Abstract
Introduction. Despite their histological resemblance to colorectal adenocarcinoma, there is some information about the molecular events involved in the pathogenesis of intestinal-type sinonasal adenocarcinomas (ITACs). To evaluate the possible role of TNF-related apoptosis-inducing ligand (TRAIL) gene defects in ITAC, by investigating the immunohistochemical expression of TRAIL gene product in a group of ethmoidal ITACs associated with occupational exposure. Material and Methods. Retrospective study on 23 patients with pathological diagnosis of primary ethmoidal ITAC. Representative formalin-fixed, paraffin-embedded block from each case was selected for immunohistochemical studies using the antibody against TRAIL. Clinicopathological data were also correlated with the staining results. Results. The immunohistochemical examination demonstrated that poorly differentiated cases showed a higher percentage of TRAIL expressing cells compared to well-differentiated cases. No correlation was found with other clinicopathological parameters, including T, stage and relapses. Conclusion. The relationship between upregulation of TRAIL and poorly differentiated ethmoidal adenocarcinomas suggests that the mutation of this gene, in combination with additional genetic events, could play a role in the pathogenesis of ITAC.
1. Introduction
Malignant tumors of the nasal cavity and paranasal sinuses account for 0.2% of all human primary malignant neoplasms, with an incidence of 0.1–1.4 new cases/year/100,000 inhabitants [1–3].
Adenocarcinomas account for 10–20% of all primary malignant neoplasms of the sinonasal tract [4, 5]. Many of these have salivary gland origin, while others have histologic patterns resembling those of colon adenocarcinoma. This second type of sinonasal adenocarcinoma has been named intestinal-type adenocarcinoma (ITAC) and is responsible for less than 4% of the total malignancies of this region [6].
ITACs of the nasal cavity and paranasal sinuses can occur sporadically or are associated with occupational exposure to hardwood and leather dusts [7]. Exposure to wood and leather dusts increases the risk of adenocarcinoma by 500-fold [8, 9]. Findings from several studies have suggested clinical differences between ITAC arising in individuals with occupational dust exposure and ITAC arising sporadically. In fact tumors related to occupational exposure affect men in 85–90% of cases, showing a strong tendency to arise in the ethmoid sinuses [10–12].
ITACs are aggressive tumors characterized by frequent local recurrences, low incidence of distant metastases, and an overall mortality of approximately 53% [12]. Histopathological grading appears to be a significant prognostic indicator [11–13]. Surgery is considered the standard treatment.
ITAC seems to be preceded by intestinal metaplasia of the respiratory mucosa, induced by hardwood dust, leather dust, and other unknown agents, which is accompanied by a switch to an intestinal phenotype. The molecular mechanisms involved in metaplastic transformation of terminally differentiated epithelium to a phenotypically different epithelium are largely unknown.
The morphological appearance of these tumors is variable, and they may resemble conventional colorectal adenocarcinoma.
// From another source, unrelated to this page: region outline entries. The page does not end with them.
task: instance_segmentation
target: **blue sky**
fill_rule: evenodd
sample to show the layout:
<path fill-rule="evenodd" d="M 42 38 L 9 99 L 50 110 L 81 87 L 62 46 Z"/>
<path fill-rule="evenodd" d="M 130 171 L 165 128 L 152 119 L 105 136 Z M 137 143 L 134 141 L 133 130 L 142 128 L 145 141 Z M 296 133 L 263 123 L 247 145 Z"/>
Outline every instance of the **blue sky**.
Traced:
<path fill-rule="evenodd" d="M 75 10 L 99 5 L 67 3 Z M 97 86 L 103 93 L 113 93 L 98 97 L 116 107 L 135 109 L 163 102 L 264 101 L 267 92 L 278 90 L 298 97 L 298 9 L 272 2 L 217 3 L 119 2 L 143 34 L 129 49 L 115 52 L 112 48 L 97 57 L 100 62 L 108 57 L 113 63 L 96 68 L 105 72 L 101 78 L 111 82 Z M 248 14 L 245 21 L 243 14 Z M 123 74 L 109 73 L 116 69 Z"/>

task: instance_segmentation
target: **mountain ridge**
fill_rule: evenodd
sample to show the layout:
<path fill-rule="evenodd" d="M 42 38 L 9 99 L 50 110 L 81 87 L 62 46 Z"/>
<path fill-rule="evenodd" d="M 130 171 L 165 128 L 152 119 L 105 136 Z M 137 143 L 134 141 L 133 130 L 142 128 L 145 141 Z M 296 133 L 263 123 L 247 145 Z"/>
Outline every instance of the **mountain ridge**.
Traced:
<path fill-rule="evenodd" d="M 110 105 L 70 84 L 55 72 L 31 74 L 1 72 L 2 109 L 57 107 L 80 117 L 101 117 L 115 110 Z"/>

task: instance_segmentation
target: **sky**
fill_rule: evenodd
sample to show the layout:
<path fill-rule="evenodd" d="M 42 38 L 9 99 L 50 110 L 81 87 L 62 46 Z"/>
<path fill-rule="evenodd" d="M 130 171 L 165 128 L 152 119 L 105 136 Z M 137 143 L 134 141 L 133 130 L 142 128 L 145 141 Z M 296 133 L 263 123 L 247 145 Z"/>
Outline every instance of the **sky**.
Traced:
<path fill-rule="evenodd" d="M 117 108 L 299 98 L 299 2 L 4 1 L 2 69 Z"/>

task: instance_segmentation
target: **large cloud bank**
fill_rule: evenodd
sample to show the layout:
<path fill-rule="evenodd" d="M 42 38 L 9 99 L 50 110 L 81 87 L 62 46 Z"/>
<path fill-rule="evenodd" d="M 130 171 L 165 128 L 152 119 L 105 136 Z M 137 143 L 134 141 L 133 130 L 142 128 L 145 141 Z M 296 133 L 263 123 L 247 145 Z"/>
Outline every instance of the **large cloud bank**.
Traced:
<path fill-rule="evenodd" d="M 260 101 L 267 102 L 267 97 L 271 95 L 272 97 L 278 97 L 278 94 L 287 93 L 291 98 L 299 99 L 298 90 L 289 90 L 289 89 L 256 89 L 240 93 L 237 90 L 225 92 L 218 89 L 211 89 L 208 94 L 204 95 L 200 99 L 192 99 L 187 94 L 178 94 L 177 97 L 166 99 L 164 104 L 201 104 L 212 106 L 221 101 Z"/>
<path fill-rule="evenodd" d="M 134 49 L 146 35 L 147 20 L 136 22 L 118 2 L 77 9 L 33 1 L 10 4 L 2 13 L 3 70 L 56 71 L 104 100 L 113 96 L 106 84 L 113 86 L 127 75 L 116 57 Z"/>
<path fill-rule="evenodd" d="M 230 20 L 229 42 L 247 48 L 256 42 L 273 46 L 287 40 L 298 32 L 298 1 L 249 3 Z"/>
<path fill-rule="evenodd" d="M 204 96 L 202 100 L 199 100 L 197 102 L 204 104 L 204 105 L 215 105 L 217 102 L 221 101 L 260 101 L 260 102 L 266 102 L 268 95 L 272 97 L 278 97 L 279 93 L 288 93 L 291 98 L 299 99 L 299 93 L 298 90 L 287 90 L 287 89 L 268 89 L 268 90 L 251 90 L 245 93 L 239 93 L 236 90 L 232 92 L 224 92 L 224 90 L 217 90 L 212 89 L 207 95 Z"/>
The similarities between ITAC and intestinal adenocarcinoma involve their ultrastructural and immunohistochemical aspects [14–17].
Numerous studies have shown that mutations of the K-ras and TP53 genes are common in colorectal adenocarcinomas [18, 19]. In comparison, there is very little information about the molecular events involved in the pathogenesis of ITAC [16, 19–26], in contrast to even more increasing information about the molecular mechanisms involved in the pathogenesis of head and neck squamous cell carcinomas (HNSCC) [27–32].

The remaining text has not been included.